Closed vladislavivanistsev closed 2 years ago
I understand how frustrating it can be to not have gpaw
fully working from the get go.
Choosing to add a dependency out of convenience in a subproject is bound to create problems: there are reasons why openmpi
does not pull ucx
as a hard dependency and I think we should honour that for the very same reasons.
In this instance, I would suggest to get in touch with the openmpi-feedstock
crowd to fully understand their choice (also ucx
is their dependency, not gpaw
's!) and if they don't agree to add ucx
as a hard dependency, it might be worthwhile to update gpaw
's documentation to indicate that ucx
might be needed.
Just to be clear: this also affects me for the very same reason so don't think I am simply being dismissive.
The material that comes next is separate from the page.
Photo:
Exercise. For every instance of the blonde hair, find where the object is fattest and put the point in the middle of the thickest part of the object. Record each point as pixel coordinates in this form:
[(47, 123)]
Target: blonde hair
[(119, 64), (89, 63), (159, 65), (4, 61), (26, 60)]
@gdonval Agree with the explanation. In fact, an informative message appears when installing openmpi:
In addition, the UCX support is also built but disabled by default. To enable it, first install UCX (conda install -c conda-forge ucx). Then, set the environment variables OMPI_MCA_pml="ucx" OMPI_MCA_osc="ucx" before launching your MPI processes. Equivalently, you can set the MCA parameters in the command line: mpiexec --mca pml ucx --mca osc ucx ... Note that you might also need to set UCX_MEMTYPE_CACHE=n for CUDA awareness via UCX. Please consult UCX's documentation for detail.
Here is a discussion about UCX in regard to HPC: https://github.com/conda-forge/openmpi-feedstock/pull/87
Comment:
By default openmpi failed to run with ROSE – RDMA over Converged Ethernet. Installing Unified Communication X (UCX) and adding "--mca btl_openib_rroce_enable 1" to the mpirun command, fixes the problem. How about adding UCX to the GPAW feedstock?